Pandora
- Author: Jilly Cooper
- Language: English
- Series: Rutshire Chronicles
- Release number: 7
- Genre: Bonkbuster
- Set in: 21st-century England
- Published: 2002 (Transworld)
- Publisher: Transworld
- Publication date: 2002
- Publication place: United Kingdom
- Pages: 558
- ISBN: 978-0-552-15640-0
- Preceded by: Score!
- Followed by: Wicked!
- Website: https://www.jillycooper.co.uk/books/pandora/

= Pandora (Cooper novel) =

Novel by Jilly Cooper

Pandora is a 2002 novel by English writer Jilly Cooper. It is the seventh novel in the Rutshire Chronicles series. Set in the art world, the book follows the career of Raymond Belvedon, who whilst a young army officer in the Second World War, steals a painting called Pandora. The painting is later stolen from his family home and the novel follows the cast as they locate the painting. The denouement of the novel is a record-breaking sale at Sotheby's with the sale of Pandora as the centrepiece. Quentin Letts described the novel as Cooper "back on nostril-flaring, leg-splaying top form", whilst Robert Macfarlane described the novel's sexual activities as usually simple and happy, where "mutuality of orgasm is a given".

== Plot ==
The book follows the career of Raymond Belvedon, who, whilst a young army officer in the Second World War, steals a painting called Pandora. The fictional painting is by Raphael and is kept by Belvedon over the subsequent years, hanging in the bedroom of his home after he married Czech artist Galena Borochova. There the painting witnesses Borochova's infidelities and the births of their four children: Jupiter, Alizarin, Siena and Jonathan.

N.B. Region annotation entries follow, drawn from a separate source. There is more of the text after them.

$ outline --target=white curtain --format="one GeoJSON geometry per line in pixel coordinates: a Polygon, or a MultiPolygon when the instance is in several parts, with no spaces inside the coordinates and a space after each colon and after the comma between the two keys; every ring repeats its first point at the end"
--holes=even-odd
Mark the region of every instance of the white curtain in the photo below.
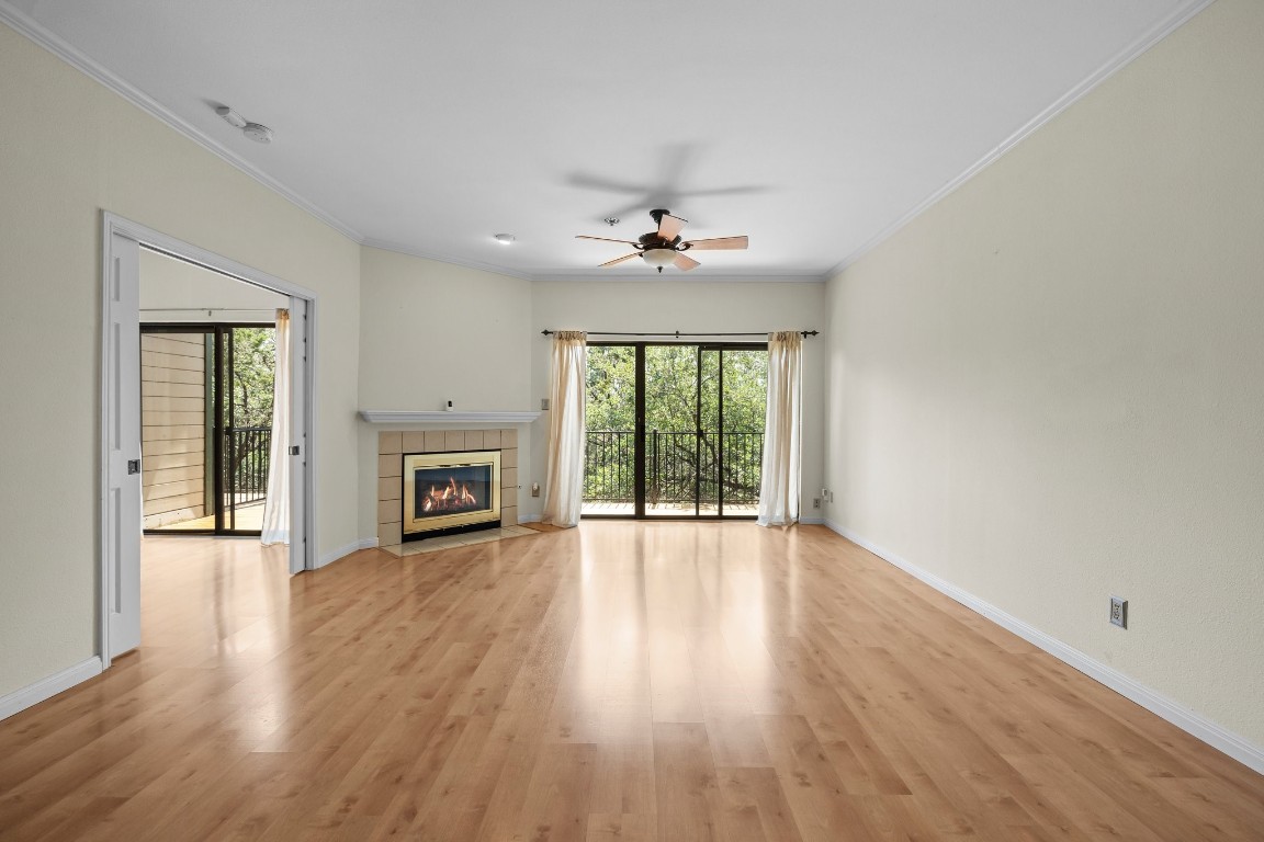
{"type": "Polygon", "coordinates": [[[588,335],[554,333],[549,380],[549,475],[544,521],[574,526],[584,504],[584,399],[588,379],[588,335]]]}
{"type": "Polygon", "coordinates": [[[272,451],[263,534],[268,544],[289,543],[289,311],[277,311],[277,376],[272,385],[272,451]]]}
{"type": "Polygon", "coordinates": [[[803,417],[803,335],[769,333],[769,406],[763,417],[761,526],[799,520],[799,429],[803,417]]]}

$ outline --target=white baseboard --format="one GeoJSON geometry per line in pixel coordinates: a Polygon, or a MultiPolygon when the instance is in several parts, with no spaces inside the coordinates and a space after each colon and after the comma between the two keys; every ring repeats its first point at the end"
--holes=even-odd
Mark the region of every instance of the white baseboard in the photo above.
{"type": "Polygon", "coordinates": [[[25,711],[33,704],[39,704],[44,699],[51,699],[62,691],[68,691],[76,684],[100,674],[101,659],[94,656],[73,667],[68,667],[56,675],[49,675],[34,684],[16,689],[5,697],[0,697],[0,720],[6,720],[14,713],[25,711]]]}
{"type": "Polygon", "coordinates": [[[1264,749],[1260,746],[1248,742],[1236,733],[1222,728],[1211,720],[1186,708],[1177,702],[1167,698],[1162,693],[1139,684],[1124,673],[1107,667],[1106,664],[1090,658],[1085,653],[1079,651],[1073,646],[1068,646],[1057,637],[1052,637],[1039,629],[1023,622],[1018,617],[1001,611],[995,605],[980,600],[977,596],[963,591],[956,584],[939,578],[934,573],[929,573],[915,564],[910,564],[899,555],[889,553],[887,550],[877,547],[856,533],[851,531],[846,526],[837,524],[832,520],[825,520],[825,525],[846,538],[847,540],[863,547],[868,552],[873,553],[885,562],[899,567],[901,571],[920,579],[939,591],[944,596],[948,596],[957,602],[962,603],[971,611],[980,614],[996,625],[1012,631],[1019,637],[1023,637],[1028,643],[1039,646],[1044,651],[1049,653],[1064,664],[1078,669],[1085,675],[1092,678],[1093,680],[1105,684],[1120,696],[1136,702],[1146,711],[1167,720],[1172,725],[1177,726],[1186,733],[1202,740],[1212,749],[1222,751],[1234,760],[1241,762],[1245,766],[1254,769],[1255,771],[1264,774],[1264,749]]]}
{"type": "Polygon", "coordinates": [[[330,550],[324,555],[321,555],[320,558],[317,558],[316,569],[319,571],[320,568],[332,564],[340,558],[346,558],[348,555],[358,550],[369,549],[377,545],[378,545],[377,535],[374,535],[373,538],[362,538],[359,540],[353,540],[350,544],[344,544],[343,547],[330,550]]]}

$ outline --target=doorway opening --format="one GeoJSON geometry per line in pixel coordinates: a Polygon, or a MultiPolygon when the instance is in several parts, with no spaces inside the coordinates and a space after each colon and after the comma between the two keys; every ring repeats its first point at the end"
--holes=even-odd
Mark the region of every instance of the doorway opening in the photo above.
{"type": "MultiPolygon", "coordinates": [[[[234,494],[253,496],[260,487],[270,486],[267,494],[278,505],[268,506],[263,539],[278,545],[276,550],[264,550],[265,554],[282,566],[288,559],[291,574],[315,569],[316,524],[311,514],[315,465],[308,454],[315,422],[315,359],[308,336],[316,317],[316,295],[308,289],[111,213],[105,213],[102,221],[101,576],[97,645],[102,668],[107,668],[114,658],[140,645],[140,545],[145,515],[154,514],[152,509],[147,511],[144,504],[145,485],[142,477],[147,472],[150,473],[150,490],[164,485],[157,481],[158,471],[168,470],[174,473],[163,475],[162,478],[176,483],[169,491],[192,491],[201,485],[205,497],[210,485],[210,509],[215,519],[210,531],[241,534],[245,531],[241,529],[245,525],[241,504],[248,501],[243,496],[224,500],[225,486],[235,482],[226,472],[230,467],[246,473],[253,470],[253,480],[246,480],[245,489],[234,494]],[[161,289],[148,283],[152,279],[150,270],[158,265],[166,269],[166,274],[158,271],[166,282],[161,289]],[[142,284],[143,275],[145,284],[142,284]],[[142,313],[149,326],[161,328],[147,331],[144,340],[140,331],[142,313]],[[233,356],[236,338],[245,340],[250,336],[244,331],[239,332],[239,328],[270,331],[273,324],[277,331],[273,337],[277,352],[273,369],[277,377],[274,395],[278,396],[273,399],[277,413],[276,429],[272,430],[272,453],[267,460],[269,467],[263,468],[259,461],[236,458],[239,453],[250,453],[250,444],[224,441],[231,428],[243,425],[231,409],[233,398],[224,394],[233,382],[224,360],[233,356]],[[210,460],[206,458],[204,441],[200,467],[162,466],[162,460],[155,458],[159,453],[153,447],[154,437],[149,437],[148,452],[142,452],[143,442],[147,441],[142,423],[142,346],[148,343],[152,353],[162,355],[181,348],[173,345],[159,348],[158,345],[179,341],[187,346],[183,348],[187,352],[185,356],[196,355],[192,348],[200,345],[204,359],[200,364],[177,361],[173,357],[181,355],[171,353],[166,360],[168,367],[186,371],[200,367],[201,375],[187,375],[187,381],[179,376],[166,377],[168,384],[181,382],[183,388],[159,386],[158,391],[167,394],[152,391],[149,403],[150,408],[164,406],[168,410],[168,425],[188,428],[181,432],[190,437],[201,429],[210,439],[212,454],[210,460]],[[212,360],[209,375],[207,357],[212,360]],[[201,401],[196,400],[198,393],[202,395],[201,401]],[[173,400],[176,398],[181,401],[173,400]],[[192,403],[185,403],[186,400],[192,403]],[[200,413],[193,408],[198,403],[200,413]],[[181,415],[186,412],[190,414],[181,415]],[[211,471],[206,470],[207,465],[211,465],[211,471]],[[268,473],[272,475],[272,482],[264,478],[268,473]]],[[[265,340],[263,333],[255,333],[254,337],[260,342],[265,340]]],[[[149,361],[155,359],[150,356],[149,361]]],[[[166,447],[172,451],[167,456],[197,449],[167,444],[158,446],[158,449],[166,447]]],[[[204,501],[204,507],[205,505],[204,501]]]]}
{"type": "Polygon", "coordinates": [[[583,516],[755,518],[767,345],[589,343],[583,516]]]}

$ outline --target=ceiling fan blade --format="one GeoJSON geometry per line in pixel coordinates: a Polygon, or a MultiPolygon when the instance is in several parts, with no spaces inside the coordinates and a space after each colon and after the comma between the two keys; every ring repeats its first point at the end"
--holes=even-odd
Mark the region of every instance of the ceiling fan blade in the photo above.
{"type": "Polygon", "coordinates": [[[681,228],[685,227],[685,222],[688,221],[689,220],[681,220],[679,216],[664,213],[662,218],[659,220],[659,237],[671,242],[680,235],[681,228]]]}
{"type": "Polygon", "coordinates": [[[688,242],[681,242],[681,246],[688,246],[689,249],[699,250],[712,250],[718,249],[744,249],[748,245],[748,237],[744,235],[741,237],[713,237],[710,240],[689,240],[688,242]]]}
{"type": "Polygon", "coordinates": [[[632,258],[640,258],[640,256],[641,256],[640,251],[633,251],[632,254],[626,254],[622,258],[616,258],[614,260],[607,260],[600,266],[598,266],[598,269],[604,269],[605,266],[613,266],[616,264],[623,263],[624,260],[631,260],[632,258]]]}
{"type": "Polygon", "coordinates": [[[641,245],[640,242],[636,242],[635,240],[611,240],[609,237],[590,237],[586,234],[576,234],[575,239],[576,240],[600,240],[602,242],[622,242],[623,245],[628,245],[628,246],[638,246],[638,245],[641,245]]]}
{"type": "Polygon", "coordinates": [[[680,252],[676,252],[676,259],[672,263],[676,264],[676,269],[680,269],[683,271],[689,271],[694,266],[700,266],[702,265],[700,263],[698,263],[696,260],[694,260],[689,255],[683,255],[680,252]]]}

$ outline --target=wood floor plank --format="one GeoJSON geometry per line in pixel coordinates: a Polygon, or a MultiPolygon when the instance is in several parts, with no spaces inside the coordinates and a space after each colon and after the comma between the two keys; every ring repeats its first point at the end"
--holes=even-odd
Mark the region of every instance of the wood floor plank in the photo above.
{"type": "Polygon", "coordinates": [[[147,538],[138,651],[0,722],[0,839],[1261,842],[1264,778],[823,528],[289,577],[147,538]]]}

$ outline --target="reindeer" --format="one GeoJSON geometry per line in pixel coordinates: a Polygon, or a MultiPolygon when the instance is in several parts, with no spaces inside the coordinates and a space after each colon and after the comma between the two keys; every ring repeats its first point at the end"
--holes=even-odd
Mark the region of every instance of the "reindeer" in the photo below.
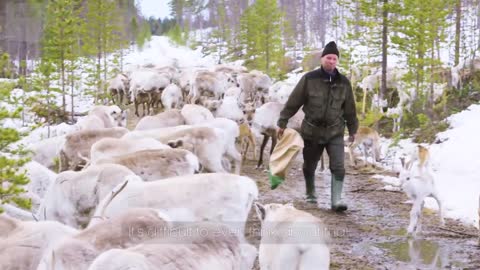
{"type": "Polygon", "coordinates": [[[412,210],[410,211],[410,224],[407,233],[409,236],[415,236],[419,230],[419,218],[422,214],[424,200],[426,197],[432,197],[437,201],[440,215],[440,225],[444,225],[442,202],[438,190],[435,186],[435,180],[429,167],[429,151],[423,146],[418,146],[412,159],[405,162],[401,158],[402,170],[399,173],[399,179],[402,190],[413,200],[412,210]]]}
{"type": "Polygon", "coordinates": [[[363,145],[363,155],[365,158],[365,165],[367,165],[368,148],[372,150],[373,164],[375,161],[380,161],[380,136],[378,132],[369,127],[359,127],[357,134],[355,135],[355,141],[347,148],[350,156],[350,163],[357,165],[354,150],[359,145],[363,145]]]}

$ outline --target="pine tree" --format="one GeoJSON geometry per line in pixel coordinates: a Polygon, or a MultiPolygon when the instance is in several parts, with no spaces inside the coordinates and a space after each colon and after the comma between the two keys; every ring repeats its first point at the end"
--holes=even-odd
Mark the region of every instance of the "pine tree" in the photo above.
{"type": "MultiPolygon", "coordinates": [[[[0,104],[8,104],[11,101],[13,84],[0,84],[0,104]]],[[[12,104],[11,104],[12,105],[12,104]]],[[[21,167],[28,162],[28,152],[21,147],[12,146],[20,140],[22,134],[14,128],[4,127],[7,118],[18,118],[23,108],[17,107],[13,112],[6,107],[0,107],[0,213],[3,212],[1,205],[14,203],[25,209],[31,208],[31,200],[22,196],[25,193],[23,186],[29,180],[21,167]]]]}
{"type": "Polygon", "coordinates": [[[428,120],[433,111],[426,104],[433,103],[433,84],[441,65],[436,51],[446,40],[447,15],[454,5],[455,0],[406,0],[395,10],[399,19],[392,43],[406,59],[406,82],[415,88],[413,113],[428,120]]]}
{"type": "Polygon", "coordinates": [[[284,14],[276,0],[258,0],[241,18],[240,42],[246,51],[246,65],[279,77],[283,62],[284,14]]]}
{"type": "MultiPolygon", "coordinates": [[[[71,66],[79,56],[79,51],[76,50],[81,26],[79,6],[79,0],[50,0],[47,5],[42,57],[53,61],[60,74],[59,85],[64,115],[66,115],[68,66],[71,66]]],[[[71,105],[73,108],[73,103],[71,105]]]]}
{"type": "Polygon", "coordinates": [[[121,21],[121,12],[116,1],[86,0],[85,24],[83,27],[83,51],[95,56],[88,61],[93,65],[88,70],[87,86],[93,92],[95,103],[107,98],[107,78],[109,77],[108,54],[126,46],[121,21]]]}

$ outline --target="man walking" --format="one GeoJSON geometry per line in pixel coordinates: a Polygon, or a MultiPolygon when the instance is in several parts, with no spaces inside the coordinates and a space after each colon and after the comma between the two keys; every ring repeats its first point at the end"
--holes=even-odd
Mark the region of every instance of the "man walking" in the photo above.
{"type": "Polygon", "coordinates": [[[330,159],[331,208],[342,212],[347,205],[341,201],[344,166],[345,124],[349,141],[353,142],[358,129],[352,85],[336,68],[339,51],[335,42],[328,43],[322,52],[321,67],[306,73],[295,86],[278,120],[278,137],[283,135],[287,122],[303,106],[305,119],[301,135],[303,149],[303,175],[307,190],[307,202],[317,203],[315,195],[315,170],[318,161],[327,150],[330,159]]]}

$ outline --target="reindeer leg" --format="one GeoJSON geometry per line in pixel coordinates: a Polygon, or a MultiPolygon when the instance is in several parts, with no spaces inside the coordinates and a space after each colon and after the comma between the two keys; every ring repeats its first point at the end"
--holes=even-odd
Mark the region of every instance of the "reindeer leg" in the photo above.
{"type": "Polygon", "coordinates": [[[257,169],[259,169],[263,165],[263,151],[265,150],[265,146],[267,146],[268,139],[270,137],[267,134],[263,134],[263,141],[262,145],[260,146],[260,157],[257,163],[257,169]]]}
{"type": "Polygon", "coordinates": [[[407,234],[415,237],[418,219],[422,214],[423,198],[415,198],[412,209],[410,210],[410,224],[408,225],[407,234]]]}
{"type": "Polygon", "coordinates": [[[435,199],[435,201],[437,201],[437,204],[438,204],[438,215],[440,216],[440,226],[444,226],[445,225],[445,219],[443,217],[442,201],[440,200],[440,197],[438,196],[437,191],[434,191],[431,196],[435,199]]]}

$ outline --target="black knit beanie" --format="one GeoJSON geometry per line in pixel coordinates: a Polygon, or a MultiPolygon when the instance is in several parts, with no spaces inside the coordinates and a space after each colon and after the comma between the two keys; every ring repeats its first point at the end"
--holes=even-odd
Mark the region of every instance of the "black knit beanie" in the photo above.
{"type": "Polygon", "coordinates": [[[330,41],[323,49],[322,57],[327,54],[336,54],[338,57],[340,57],[340,53],[338,52],[337,44],[335,44],[335,41],[330,41]]]}

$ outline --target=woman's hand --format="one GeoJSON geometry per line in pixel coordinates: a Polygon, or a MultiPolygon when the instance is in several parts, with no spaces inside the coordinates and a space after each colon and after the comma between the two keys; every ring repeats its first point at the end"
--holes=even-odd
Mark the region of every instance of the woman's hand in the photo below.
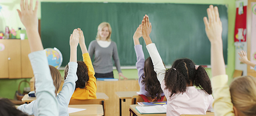
{"type": "Polygon", "coordinates": [[[143,20],[141,23],[141,31],[142,37],[145,41],[146,45],[152,43],[151,39],[149,37],[149,34],[151,32],[152,26],[151,23],[149,22],[148,16],[146,14],[143,17],[143,20]]]}
{"type": "Polygon", "coordinates": [[[136,31],[133,34],[133,42],[134,43],[134,46],[140,44],[140,41],[139,39],[142,36],[142,32],[141,32],[141,24],[140,24],[137,28],[136,31]]]}
{"type": "Polygon", "coordinates": [[[29,6],[28,0],[20,1],[20,10],[17,10],[20,21],[27,30],[38,30],[38,20],[37,18],[37,9],[38,1],[36,1],[35,9],[33,10],[33,0],[30,0],[29,6]]]}
{"type": "Polygon", "coordinates": [[[126,78],[126,77],[124,76],[123,75],[123,74],[122,72],[120,72],[119,73],[118,73],[118,76],[119,76],[119,80],[120,80],[120,77],[122,76],[122,77],[124,79],[124,80],[126,80],[128,79],[128,78],[126,78]]]}
{"type": "Polygon", "coordinates": [[[220,21],[218,7],[211,5],[207,8],[208,20],[206,17],[204,17],[204,22],[205,26],[205,32],[211,43],[218,42],[222,43],[222,23],[220,21]]]}

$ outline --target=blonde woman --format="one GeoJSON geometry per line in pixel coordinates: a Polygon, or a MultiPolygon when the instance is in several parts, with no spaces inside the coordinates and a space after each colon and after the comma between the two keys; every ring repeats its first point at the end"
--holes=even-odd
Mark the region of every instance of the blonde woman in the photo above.
{"type": "MultiPolygon", "coordinates": [[[[256,116],[256,78],[251,76],[237,78],[228,86],[223,58],[222,24],[218,8],[214,8],[211,5],[207,9],[207,14],[208,19],[204,17],[204,21],[206,35],[211,43],[214,115],[256,116]]],[[[240,53],[242,58],[246,56],[244,54],[240,53]]]]}
{"type": "Polygon", "coordinates": [[[94,55],[94,62],[92,63],[95,72],[94,76],[96,78],[114,78],[113,57],[118,72],[119,79],[120,76],[126,79],[127,78],[123,75],[121,70],[116,44],[110,39],[112,32],[109,23],[101,23],[98,27],[96,40],[92,41],[89,45],[88,52],[91,59],[92,59],[92,56],[94,55]]]}

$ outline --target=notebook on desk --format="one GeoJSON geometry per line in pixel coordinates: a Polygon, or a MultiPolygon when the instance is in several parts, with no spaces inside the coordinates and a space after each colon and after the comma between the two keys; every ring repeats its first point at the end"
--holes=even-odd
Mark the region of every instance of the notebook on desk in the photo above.
{"type": "Polygon", "coordinates": [[[156,105],[163,105],[167,104],[167,102],[137,102],[138,104],[141,106],[154,106],[156,105]]]}
{"type": "Polygon", "coordinates": [[[136,108],[141,114],[164,114],[166,113],[167,105],[147,107],[136,106],[136,108]]]}
{"type": "Polygon", "coordinates": [[[117,78],[98,78],[97,80],[103,81],[118,81],[118,79],[117,78]]]}

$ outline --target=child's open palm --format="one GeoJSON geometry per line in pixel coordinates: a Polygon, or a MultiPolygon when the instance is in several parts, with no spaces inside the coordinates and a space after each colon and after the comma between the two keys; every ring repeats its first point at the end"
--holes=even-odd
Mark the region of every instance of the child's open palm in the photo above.
{"type": "Polygon", "coordinates": [[[206,17],[204,17],[206,35],[211,42],[222,42],[222,23],[220,18],[218,7],[215,6],[214,8],[212,5],[210,5],[209,7],[207,8],[208,20],[206,17]]]}
{"type": "Polygon", "coordinates": [[[21,22],[26,29],[38,29],[38,21],[37,18],[38,1],[36,1],[35,9],[33,10],[33,0],[30,0],[29,6],[28,0],[21,0],[20,2],[21,10],[17,10],[21,22]]]}
{"type": "Polygon", "coordinates": [[[137,28],[136,31],[133,35],[133,38],[138,39],[140,38],[142,36],[142,32],[141,32],[141,24],[140,24],[137,28]]]}
{"type": "Polygon", "coordinates": [[[78,45],[78,42],[79,42],[79,34],[78,30],[77,29],[74,30],[73,31],[73,33],[71,34],[70,37],[69,44],[70,45],[70,47],[77,47],[78,45]]]}
{"type": "Polygon", "coordinates": [[[238,52],[238,54],[240,56],[241,58],[239,58],[239,60],[244,63],[246,63],[246,62],[248,62],[248,58],[247,58],[247,54],[246,52],[244,50],[241,50],[240,52],[238,52]]]}
{"type": "Polygon", "coordinates": [[[151,23],[149,22],[148,16],[146,14],[143,17],[143,20],[141,23],[141,30],[142,36],[143,38],[149,37],[149,34],[151,32],[152,26],[151,23]]]}

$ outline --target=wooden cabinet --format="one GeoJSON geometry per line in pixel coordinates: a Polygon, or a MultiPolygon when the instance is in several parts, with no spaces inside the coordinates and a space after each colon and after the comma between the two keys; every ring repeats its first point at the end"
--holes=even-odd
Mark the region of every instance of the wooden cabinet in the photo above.
{"type": "Polygon", "coordinates": [[[33,77],[28,56],[30,52],[28,40],[1,39],[0,44],[0,78],[33,77]]]}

The book continues when the children are adults, when a supposed fifth sibling appears, Emerald Cartwright, whose presence upsets Raymond and the siblings. Emerald's boyfriend, Zachary Ansteig, had been looking for Pandora, as it was stolen from his family's chateau. During a fireworks display, the painting is stolen, and the novel follows the cast as they locate the painting. The denouement of the novel is a record-breaking sale at Sotheby's with the sale of Pandora as the centrepiece.

== Background ==
Published in 2002, it is the seventh novel in the Rutshire Chronicles series. It is set in the art world. It is 558 pages long. In preparation for the novel, Cooper researched the art world. The novel features many new characters, but also features returning ones, such as Rupert Cambell-Black. It is set in the fictional county of Larkshire, neighbouring Cooper's other fictional county, Rutshire.

== Characters ==

- Raymond Belvedon
- Galena Borochova
- Siena Belvedon
- Zachary Ansteig
- Rupert Campbell-Black

== Reception ==
Reviewing the novel in The Observer, Robert Macfarlane described how it depicted and lampooned Britart, conceptual art and the Turner Prize. This was elaborated on by Wendy Holden, writing in the New Statesman, who described one scene where a raped woman is also menstruating as "very Jake and Dinos Chapman". John Preston, writing in Modern Painters, described this aspect of the novel as "very thick-eared satire on the contemporary art scene". Writing in the Sunday Independent, Patricia Deevey praised the pastiche of the art world as a "smart portrait of [its] venal, greedy and pretentious underbelly". Deevey's most expansive praise was for the crowd scenes, that skillfully keep the reader appraised of the action; Deevey compared them to "tracking shots in a Robert Altman film".

Quentin Letts, writing in The Standard, referred to how reviews for her previous two novels had been "sour", but with Pandora Cooper was "back on nostril-flaring, leg-splaying top form". Holden also discussed how the novel was not politically correct - and that political incorrectness is a hallmark of a Cooper novel. Helena Bertodano, reviewing the book in The Telegraph, described as "absolute piffle, but vastly enjoyable piffle nonetheless".

Reviewers who discussed the sexual content were Macfarlane, who commented on how the novel has an increased ratio of sex per page than her earlier novel Riders, and that the sex is usually simple and happy, where "mutuality of orgasm is a given". He also pointed out that in Pandora there's a far greater range of sexual activities described than in other Cooper novels, that are not just vaginal penetration by a penis. In contrast, Deevey described the amount of sex scenes as "modest" and that they had substantial meaning for the plot.

== Cover ==
For its paperback release, the cover was redesigned to a "clean, striking new image" and this was praised by Sarah Broadhurst writing in The Bookseller.